Two models

This page in German thanks to Alice Slaba
This page in Croatian thanks to Milica Novak

There are two dominant Bayesian models for text classification, both are called naive Bayes models because they assume conditional independence.  

With the Multivariate Bernoulli Model, each essay is viewed as a special case of all the calibrated features. As in the illustrated example, the presence or non-presence of all calibrated features is examined. A typical Bayesian Network application, this approach has been used in text classification by Lewis (1992), Kalt and Croft (1996) and others.  

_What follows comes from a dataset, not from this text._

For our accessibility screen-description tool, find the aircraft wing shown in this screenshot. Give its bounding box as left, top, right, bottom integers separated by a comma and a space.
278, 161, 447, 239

Under the Bernoulli model, the conditional probability of presence of each term is estimated by the proportion of documents within each category that contain the term.  The frequencies are seeded with the 1 to prevent zero probabilities which are a) biased, and b) would dominate the calculations. This a Laplacian correction.  The conditional probabilities of the absence of the term are 1 minus the probabilities of the terms presence.  Because every term in the vocabulary needs to be examined, this model can taker a long time to compute.

With the Multinomial Model, each essay is viewed as a sample of the calibrated features. The probability of each score for a given essay is computed as the product of the probabilities of the features contained in the essay. Often used in speech recognition where it is called a "unigram language model," this approach has been used in text classification by Mitchell (1997), McCallum, Rosenfeld & Mitchell(1998), and others.

Under the Multinomial model, the conditional probability of presence of each term is estimated by the frequency of the term within each category divided by the frequency of all terms within the category. Again, the Laplacian correction is used and the frequencies are seeded with 1.

McCallum and Nigam (1998) have shown that for several datasets, the Multinomial model is as accurate as or more accurate than the Bernoulli model. Since essays are often scored based on the presence or absence of features, research is needed before any conclusions can be drawn with regard to essay scoring. 

Conditional Independence - the Naive Bayes Assumption

The naive Bayes assumption is that word order is irrelevant and consequently that the presence of one word does not affect the presence or absence of another word and. This is assumption is obviously severely violated in the English language. The effect is that the posterior classification probabilities are extreme - often very close to zero or one. Domingos and Pazzani (1997) have shown that classification accuracy is not seriously affected by violations of this assumptions.